Center of gravity

1. Nov 20, 2009

lilaznjewel

1. The problem statement, all variables and given/known data
Given: A flat dance floor of dimensions ℓx =
19 m by ℓy = 23 m and has a mass of M =
1600 kg. Use the bottom left corner of the
dance floor as the origin. Three dance couples,
each of mass m = 150 kg start in the top left,
top right, and bottom left corners.
What is the initial y coordinate of the cen-
ter of gravity of the dance floor and three
couples?

The couple in the bottom left corner moves
ℓx = 10 m to the right.
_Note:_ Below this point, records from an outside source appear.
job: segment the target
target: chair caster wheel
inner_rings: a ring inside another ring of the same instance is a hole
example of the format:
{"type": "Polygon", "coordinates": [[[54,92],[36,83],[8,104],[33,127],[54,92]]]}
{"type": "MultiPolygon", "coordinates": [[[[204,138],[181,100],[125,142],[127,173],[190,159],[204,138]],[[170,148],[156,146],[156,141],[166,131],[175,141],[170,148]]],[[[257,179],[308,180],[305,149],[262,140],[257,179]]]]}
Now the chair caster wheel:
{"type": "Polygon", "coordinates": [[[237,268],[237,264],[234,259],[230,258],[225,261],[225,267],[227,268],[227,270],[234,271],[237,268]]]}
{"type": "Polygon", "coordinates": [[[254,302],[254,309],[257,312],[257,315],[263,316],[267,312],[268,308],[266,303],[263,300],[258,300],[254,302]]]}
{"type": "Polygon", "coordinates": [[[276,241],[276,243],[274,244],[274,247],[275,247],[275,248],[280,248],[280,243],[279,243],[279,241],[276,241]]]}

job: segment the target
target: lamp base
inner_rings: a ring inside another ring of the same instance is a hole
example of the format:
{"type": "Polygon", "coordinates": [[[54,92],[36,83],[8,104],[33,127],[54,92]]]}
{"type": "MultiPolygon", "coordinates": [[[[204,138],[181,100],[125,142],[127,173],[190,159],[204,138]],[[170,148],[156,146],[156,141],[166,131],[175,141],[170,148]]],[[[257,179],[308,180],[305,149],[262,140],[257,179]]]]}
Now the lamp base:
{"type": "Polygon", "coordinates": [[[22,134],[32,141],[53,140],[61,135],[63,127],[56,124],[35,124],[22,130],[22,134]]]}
What is the new x
coordinate of the center of gravity?

2. Relevant equations
xcm =
m1x1 + m2x2/
m1 + m2

3. The attempt at a solution

for the first part I did 1600(y-11.5)+150(y-23)+150(y-0)+150(y-23)=0
and solved for y and I got 12.34
and I got it right

my problem is I did the exact same thing for the next part just you know used the X coordinates and moved (0,0) to (10,0)
1600(x-8)+150(x-0)+150(x-10)+150(x-19)=0
I came out with 8.366
but my online hw says that answer is incorrect I don't know why isn't it basically the same question but with a different number

2. Nov 20, 2009

PhanthomJay

see correction above. Your method is OK, although it is a bit cumbersome.

3. Nov 21, 2009

lilaznjewel

omg I am so stupid. Thank you for pointing out my mistake!